Pickles, who is talking on the phone, leaps in the air, his hand waves as though carrying a hot coal. He stumbles backwards, dropping the phone, and as Maarten strolls towards the desk, Pickles bends quickly, scrabbling on the floor.
‘Tim? Tim? Are you there? Is it the police again? We won’t say anything…’ A voice, a young female voice, rings out loudly. Speakerphone has been inadvertently activated.
Pickles’ face is beet-red. Flaming skin touches the edges of his hair, and Maarten can see a vein pulsing in his neck. Caught in the headlights, lit by fear, Maarten watches the face colour by numbers. He had expected Pickles to get straight on the phone; his itchy fingers had been twitching during their interview only minutes ago.

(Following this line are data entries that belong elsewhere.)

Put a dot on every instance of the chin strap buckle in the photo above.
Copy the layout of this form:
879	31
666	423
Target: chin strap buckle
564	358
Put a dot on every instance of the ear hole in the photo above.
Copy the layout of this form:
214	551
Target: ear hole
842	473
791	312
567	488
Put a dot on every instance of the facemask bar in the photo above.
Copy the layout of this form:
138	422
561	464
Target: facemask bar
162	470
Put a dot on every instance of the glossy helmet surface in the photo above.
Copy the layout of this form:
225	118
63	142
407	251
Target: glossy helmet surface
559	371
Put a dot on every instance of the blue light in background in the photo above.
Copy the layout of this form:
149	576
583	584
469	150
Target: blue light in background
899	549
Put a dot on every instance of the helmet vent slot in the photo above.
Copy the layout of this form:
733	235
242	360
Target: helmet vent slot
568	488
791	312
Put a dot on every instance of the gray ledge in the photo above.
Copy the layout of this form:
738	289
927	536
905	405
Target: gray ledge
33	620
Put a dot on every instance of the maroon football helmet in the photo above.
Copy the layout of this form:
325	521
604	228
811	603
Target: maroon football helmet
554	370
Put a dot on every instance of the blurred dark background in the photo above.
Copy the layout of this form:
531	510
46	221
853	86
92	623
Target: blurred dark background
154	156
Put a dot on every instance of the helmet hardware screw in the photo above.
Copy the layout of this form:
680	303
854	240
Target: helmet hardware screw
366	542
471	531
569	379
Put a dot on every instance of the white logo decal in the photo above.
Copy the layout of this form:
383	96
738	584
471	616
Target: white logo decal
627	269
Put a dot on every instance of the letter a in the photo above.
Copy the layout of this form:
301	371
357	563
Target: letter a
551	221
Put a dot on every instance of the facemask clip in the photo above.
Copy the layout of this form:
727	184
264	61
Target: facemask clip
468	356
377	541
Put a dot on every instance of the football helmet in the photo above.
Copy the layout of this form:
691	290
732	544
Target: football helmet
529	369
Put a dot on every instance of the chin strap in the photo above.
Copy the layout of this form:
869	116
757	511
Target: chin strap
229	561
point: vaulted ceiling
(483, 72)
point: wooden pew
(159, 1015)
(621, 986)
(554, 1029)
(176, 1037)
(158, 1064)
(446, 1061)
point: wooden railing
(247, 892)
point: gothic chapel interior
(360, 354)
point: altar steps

‘Do you need to get that?’ Maarten asks.
Standing, phone in hand now, Pickles shakes his head.
‘Ah, here it is.’ Maarten bends to pick up the car key, lying on the desk that sits between him and the teacher.
Pickles twitches.
‘Who was on the phone, sir?’
‘What?’
‘The phone, who were you speaking to?’
‘I don’t have to tell you that. I’ve told you… I’m not bloody talking any more.’
‘You don’t. You’re right. But I can request your phone records. This is a murder case. It might be simpler for you to just tell me now. I’d be interested to know how many pupils’ numbers you do have on your phone. And how frequently you contact them.’